Dans la nuit du 5 au 6 décembre 1986 le jeune étudiant Malik Oussekine était tué par la police en marge d’une manifestation contre la réforme universitaire du ministre Alain Devaquet.

Deux films rappellent aujourd’hui au cinéma et à la télévision ce crime perpétré par les hommes de main d’un État dont François Mitterrand était président et Jacques Chirac Premier ministre.

La loi Devaquet prévoyait d’instaurer la sélection à l’entrée des universités.

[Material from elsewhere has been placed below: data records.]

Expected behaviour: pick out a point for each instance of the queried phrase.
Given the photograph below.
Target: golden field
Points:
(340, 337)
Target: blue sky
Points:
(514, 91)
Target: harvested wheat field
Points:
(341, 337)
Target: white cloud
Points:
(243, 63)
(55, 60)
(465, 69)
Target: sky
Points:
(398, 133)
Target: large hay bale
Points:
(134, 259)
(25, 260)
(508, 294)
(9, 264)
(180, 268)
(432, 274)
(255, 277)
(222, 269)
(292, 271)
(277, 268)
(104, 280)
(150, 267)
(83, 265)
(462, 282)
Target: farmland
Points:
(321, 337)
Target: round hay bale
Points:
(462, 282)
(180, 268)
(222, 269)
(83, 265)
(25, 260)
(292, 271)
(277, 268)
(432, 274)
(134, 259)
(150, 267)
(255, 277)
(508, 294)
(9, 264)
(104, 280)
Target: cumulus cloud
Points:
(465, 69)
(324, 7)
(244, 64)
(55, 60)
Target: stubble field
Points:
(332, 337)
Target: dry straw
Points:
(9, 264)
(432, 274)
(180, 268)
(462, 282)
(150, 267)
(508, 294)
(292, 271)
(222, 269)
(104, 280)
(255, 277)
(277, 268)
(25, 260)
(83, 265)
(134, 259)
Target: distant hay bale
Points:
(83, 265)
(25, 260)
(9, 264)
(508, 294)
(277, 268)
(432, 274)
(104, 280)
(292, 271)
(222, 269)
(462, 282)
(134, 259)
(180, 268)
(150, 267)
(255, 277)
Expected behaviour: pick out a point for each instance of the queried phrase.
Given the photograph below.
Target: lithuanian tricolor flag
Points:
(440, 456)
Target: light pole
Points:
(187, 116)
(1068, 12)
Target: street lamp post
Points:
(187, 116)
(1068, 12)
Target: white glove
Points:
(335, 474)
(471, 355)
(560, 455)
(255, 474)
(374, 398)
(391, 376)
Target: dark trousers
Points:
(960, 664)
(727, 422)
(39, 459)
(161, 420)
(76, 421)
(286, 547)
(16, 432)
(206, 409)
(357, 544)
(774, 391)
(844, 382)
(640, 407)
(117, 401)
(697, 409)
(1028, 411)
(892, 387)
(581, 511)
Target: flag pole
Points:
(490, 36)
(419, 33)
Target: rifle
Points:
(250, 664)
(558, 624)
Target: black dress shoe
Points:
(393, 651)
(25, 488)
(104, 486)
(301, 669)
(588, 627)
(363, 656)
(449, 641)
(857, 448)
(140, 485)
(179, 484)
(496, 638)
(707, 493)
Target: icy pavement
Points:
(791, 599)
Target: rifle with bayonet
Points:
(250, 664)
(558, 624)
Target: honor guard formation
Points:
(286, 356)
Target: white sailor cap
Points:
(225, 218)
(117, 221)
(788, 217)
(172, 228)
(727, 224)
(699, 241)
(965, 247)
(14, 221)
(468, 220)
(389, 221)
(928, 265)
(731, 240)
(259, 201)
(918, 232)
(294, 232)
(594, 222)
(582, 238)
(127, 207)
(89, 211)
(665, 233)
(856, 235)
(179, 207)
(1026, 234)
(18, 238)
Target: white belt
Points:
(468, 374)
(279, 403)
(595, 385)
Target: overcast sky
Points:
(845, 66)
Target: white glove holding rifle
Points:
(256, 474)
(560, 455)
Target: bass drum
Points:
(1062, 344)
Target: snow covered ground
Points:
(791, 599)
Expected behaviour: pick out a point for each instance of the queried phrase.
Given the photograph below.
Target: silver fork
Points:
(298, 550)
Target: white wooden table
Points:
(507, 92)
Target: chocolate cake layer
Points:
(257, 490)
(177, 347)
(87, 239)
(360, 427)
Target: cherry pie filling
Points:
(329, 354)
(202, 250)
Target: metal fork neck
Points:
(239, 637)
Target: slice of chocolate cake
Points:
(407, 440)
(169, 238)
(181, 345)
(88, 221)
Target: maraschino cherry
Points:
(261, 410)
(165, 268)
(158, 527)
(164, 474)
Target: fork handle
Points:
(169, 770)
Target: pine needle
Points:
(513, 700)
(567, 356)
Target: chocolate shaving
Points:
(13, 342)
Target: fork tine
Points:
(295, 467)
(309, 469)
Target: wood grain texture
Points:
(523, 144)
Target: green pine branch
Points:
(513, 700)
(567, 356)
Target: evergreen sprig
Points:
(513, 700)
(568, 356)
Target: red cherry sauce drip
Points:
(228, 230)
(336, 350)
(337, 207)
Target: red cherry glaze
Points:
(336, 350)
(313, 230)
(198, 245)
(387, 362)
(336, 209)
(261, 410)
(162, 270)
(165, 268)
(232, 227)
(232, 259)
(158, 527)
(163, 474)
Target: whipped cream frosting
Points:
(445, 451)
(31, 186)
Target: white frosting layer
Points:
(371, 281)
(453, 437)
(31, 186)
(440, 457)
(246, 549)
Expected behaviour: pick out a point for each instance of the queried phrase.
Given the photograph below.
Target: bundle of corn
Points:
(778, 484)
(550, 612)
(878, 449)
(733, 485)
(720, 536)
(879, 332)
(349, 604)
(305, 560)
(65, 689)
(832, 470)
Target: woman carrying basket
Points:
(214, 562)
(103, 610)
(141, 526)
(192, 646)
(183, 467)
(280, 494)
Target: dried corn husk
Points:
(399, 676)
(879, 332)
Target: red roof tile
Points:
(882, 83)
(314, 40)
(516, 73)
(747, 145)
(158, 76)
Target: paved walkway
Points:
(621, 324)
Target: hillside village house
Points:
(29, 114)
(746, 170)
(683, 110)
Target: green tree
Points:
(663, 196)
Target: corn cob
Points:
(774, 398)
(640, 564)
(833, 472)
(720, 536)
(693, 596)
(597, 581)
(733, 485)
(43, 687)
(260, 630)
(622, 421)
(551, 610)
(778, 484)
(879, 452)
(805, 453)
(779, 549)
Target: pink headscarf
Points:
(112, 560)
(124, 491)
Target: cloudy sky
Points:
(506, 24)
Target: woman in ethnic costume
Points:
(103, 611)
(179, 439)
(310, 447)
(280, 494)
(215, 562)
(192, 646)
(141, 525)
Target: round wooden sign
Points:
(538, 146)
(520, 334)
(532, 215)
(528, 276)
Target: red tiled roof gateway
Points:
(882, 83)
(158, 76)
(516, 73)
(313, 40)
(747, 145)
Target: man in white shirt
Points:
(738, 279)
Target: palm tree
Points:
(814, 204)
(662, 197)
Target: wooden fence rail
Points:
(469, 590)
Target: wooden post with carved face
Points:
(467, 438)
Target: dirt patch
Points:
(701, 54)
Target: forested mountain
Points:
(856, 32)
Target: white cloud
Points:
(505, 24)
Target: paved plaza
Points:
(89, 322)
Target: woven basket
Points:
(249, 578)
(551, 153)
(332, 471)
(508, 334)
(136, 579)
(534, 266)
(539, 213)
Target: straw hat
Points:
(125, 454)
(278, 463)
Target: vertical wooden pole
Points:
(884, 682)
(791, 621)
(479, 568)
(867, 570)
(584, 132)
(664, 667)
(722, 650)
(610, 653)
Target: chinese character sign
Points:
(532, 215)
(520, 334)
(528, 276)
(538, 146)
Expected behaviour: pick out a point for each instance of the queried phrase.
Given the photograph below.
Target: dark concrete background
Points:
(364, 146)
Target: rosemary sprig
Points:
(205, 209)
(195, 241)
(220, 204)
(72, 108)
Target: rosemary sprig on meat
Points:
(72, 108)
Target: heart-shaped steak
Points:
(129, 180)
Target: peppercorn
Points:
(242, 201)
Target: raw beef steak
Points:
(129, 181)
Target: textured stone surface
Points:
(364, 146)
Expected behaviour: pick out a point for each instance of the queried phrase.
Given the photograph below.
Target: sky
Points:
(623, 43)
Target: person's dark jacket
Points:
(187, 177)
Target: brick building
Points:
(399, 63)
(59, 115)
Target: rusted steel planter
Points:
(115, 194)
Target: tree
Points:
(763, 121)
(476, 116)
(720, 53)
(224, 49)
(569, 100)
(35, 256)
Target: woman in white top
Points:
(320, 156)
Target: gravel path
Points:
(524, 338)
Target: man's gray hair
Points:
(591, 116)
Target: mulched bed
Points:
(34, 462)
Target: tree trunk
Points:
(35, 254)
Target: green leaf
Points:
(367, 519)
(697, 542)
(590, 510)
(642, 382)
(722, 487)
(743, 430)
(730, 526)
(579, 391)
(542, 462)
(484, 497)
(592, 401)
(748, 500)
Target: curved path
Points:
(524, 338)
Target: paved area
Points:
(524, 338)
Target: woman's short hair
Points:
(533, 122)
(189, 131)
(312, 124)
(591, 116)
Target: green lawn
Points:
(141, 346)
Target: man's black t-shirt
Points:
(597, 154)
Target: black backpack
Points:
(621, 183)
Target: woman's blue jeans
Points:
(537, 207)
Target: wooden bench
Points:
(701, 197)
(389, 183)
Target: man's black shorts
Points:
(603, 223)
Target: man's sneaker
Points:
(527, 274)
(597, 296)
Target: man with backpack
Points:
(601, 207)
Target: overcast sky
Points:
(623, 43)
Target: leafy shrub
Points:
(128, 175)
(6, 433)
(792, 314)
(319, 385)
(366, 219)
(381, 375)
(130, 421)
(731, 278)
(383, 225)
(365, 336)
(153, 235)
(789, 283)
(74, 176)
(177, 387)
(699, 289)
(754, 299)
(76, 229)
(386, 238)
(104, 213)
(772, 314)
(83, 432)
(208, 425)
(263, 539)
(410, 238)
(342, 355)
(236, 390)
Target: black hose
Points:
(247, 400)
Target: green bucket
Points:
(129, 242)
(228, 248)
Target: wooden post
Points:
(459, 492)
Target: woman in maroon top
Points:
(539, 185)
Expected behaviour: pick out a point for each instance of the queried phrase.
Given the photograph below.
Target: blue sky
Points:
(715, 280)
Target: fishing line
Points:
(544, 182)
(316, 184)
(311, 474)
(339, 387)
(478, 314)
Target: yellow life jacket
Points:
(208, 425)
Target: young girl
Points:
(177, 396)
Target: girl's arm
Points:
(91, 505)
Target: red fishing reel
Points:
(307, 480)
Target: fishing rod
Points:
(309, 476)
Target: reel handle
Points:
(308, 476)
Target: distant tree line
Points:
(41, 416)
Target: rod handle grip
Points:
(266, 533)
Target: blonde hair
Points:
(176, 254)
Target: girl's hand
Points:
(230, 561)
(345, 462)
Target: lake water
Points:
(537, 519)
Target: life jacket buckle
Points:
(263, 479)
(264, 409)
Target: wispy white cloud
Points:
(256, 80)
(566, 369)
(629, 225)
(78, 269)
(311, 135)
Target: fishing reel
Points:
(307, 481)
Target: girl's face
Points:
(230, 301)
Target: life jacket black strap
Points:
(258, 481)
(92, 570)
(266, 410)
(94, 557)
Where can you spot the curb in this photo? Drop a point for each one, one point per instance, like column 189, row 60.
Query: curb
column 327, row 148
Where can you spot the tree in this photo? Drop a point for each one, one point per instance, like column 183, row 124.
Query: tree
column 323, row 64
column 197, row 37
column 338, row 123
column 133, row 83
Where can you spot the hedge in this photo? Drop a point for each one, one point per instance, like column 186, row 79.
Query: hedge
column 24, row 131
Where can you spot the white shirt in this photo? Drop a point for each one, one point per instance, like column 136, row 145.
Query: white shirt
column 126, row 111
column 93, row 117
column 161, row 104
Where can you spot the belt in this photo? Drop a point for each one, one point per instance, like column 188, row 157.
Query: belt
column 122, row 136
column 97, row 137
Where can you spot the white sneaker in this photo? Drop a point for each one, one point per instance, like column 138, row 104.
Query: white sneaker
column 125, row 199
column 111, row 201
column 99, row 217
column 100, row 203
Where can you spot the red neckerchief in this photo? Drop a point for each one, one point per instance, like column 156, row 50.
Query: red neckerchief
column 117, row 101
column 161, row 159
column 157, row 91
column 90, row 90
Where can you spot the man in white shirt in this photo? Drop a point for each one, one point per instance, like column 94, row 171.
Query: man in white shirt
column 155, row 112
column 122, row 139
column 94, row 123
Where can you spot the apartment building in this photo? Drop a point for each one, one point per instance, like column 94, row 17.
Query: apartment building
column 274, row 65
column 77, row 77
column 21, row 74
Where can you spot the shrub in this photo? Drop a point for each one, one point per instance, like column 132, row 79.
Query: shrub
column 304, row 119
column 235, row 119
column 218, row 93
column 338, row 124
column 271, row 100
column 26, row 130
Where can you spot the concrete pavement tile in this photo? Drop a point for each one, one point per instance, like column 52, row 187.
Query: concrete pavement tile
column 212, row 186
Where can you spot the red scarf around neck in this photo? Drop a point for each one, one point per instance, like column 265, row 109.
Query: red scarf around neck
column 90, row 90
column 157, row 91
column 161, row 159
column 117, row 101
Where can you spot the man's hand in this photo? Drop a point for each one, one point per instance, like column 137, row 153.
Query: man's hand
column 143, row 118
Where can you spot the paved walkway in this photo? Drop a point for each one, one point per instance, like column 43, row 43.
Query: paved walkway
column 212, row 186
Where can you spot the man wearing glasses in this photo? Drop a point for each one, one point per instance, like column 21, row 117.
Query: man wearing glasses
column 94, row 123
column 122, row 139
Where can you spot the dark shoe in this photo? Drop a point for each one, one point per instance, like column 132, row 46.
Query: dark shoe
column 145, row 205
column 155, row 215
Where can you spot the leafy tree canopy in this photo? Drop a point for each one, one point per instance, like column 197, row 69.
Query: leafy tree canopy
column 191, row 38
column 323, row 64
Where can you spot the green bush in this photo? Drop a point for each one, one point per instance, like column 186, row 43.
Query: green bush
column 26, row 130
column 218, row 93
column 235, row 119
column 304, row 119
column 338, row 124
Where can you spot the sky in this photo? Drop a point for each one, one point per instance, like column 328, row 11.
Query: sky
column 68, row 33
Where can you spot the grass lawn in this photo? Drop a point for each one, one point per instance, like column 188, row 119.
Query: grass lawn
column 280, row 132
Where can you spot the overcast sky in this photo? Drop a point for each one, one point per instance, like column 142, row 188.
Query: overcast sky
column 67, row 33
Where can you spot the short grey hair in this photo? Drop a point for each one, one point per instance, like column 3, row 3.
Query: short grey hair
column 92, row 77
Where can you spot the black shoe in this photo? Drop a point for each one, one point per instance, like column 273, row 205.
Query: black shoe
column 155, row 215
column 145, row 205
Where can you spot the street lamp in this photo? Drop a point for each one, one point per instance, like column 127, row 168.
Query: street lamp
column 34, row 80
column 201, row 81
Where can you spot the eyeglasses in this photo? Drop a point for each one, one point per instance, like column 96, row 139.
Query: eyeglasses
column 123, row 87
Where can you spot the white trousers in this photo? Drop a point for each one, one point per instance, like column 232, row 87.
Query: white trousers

Ce projet déclencha une vague de manifestations qui s’étendirent en deux jours à toutes les universités du pays, puis aux lycéens plus nombreux encore. Le jeudi 4 décembre, un million de jeunes manifestèrent en direction de l’Assemblée nationale.

Charles Pasqua, le ministre de l’Intérieur, et son délégué à la sécurité, Robert Pandraud, avaient donné ordre à la police de réprimer sans retenue. Ils lâchèrent sur les manifestants leurs voltigeurs, des CRS montés sur moto. Le policier assis à l’arrière du conducteur devait matraquer les manifestants. Le 5 décembre, à l’issue d’une nouvelle manifestation, trois de ces voltigeurs tombèrent sur Malik Oussekine, qui rentrait chez lui en sortant d’un club de jazz, et le coincèrent dans un hall d’immeuble. Malik eut beau dire qu’il n’avait rien fait, ils le tabassèrent mortellement à coups de pied et de matraque.

Cet assassinat allait marquer la fin du mouvement car Chirac annonça que le projet était abandonné et Devaquet dut démissionner. Les organisations étudiantes proches du Parti socialiste transformèrent les dernières manifestations en enterrement de Malik, où il était interdit de crier des slogans. Les policiers assassins, eux, ne firent même pas de prison. Ils n’écopèrent que de peines avec sursis, « après une parodie de procès » comme le dira la sœur de Malik.

La mort de Malik Oussekine reste aujourd’hui un symbole de la violence sans frein dont est capable la police. Rien n’a changé depuis cet assassinat. Pour protéger les profits de la grande bourgeoisie, l’État entretient ces bandes d’hommes armés en uniforme et leur assure l’impunité. Les gouvernements passent, la police reste et on a pu voir ses violences contre les manifestations ouvrières, les gilets jaunes ou de simples jeunes de banlieue.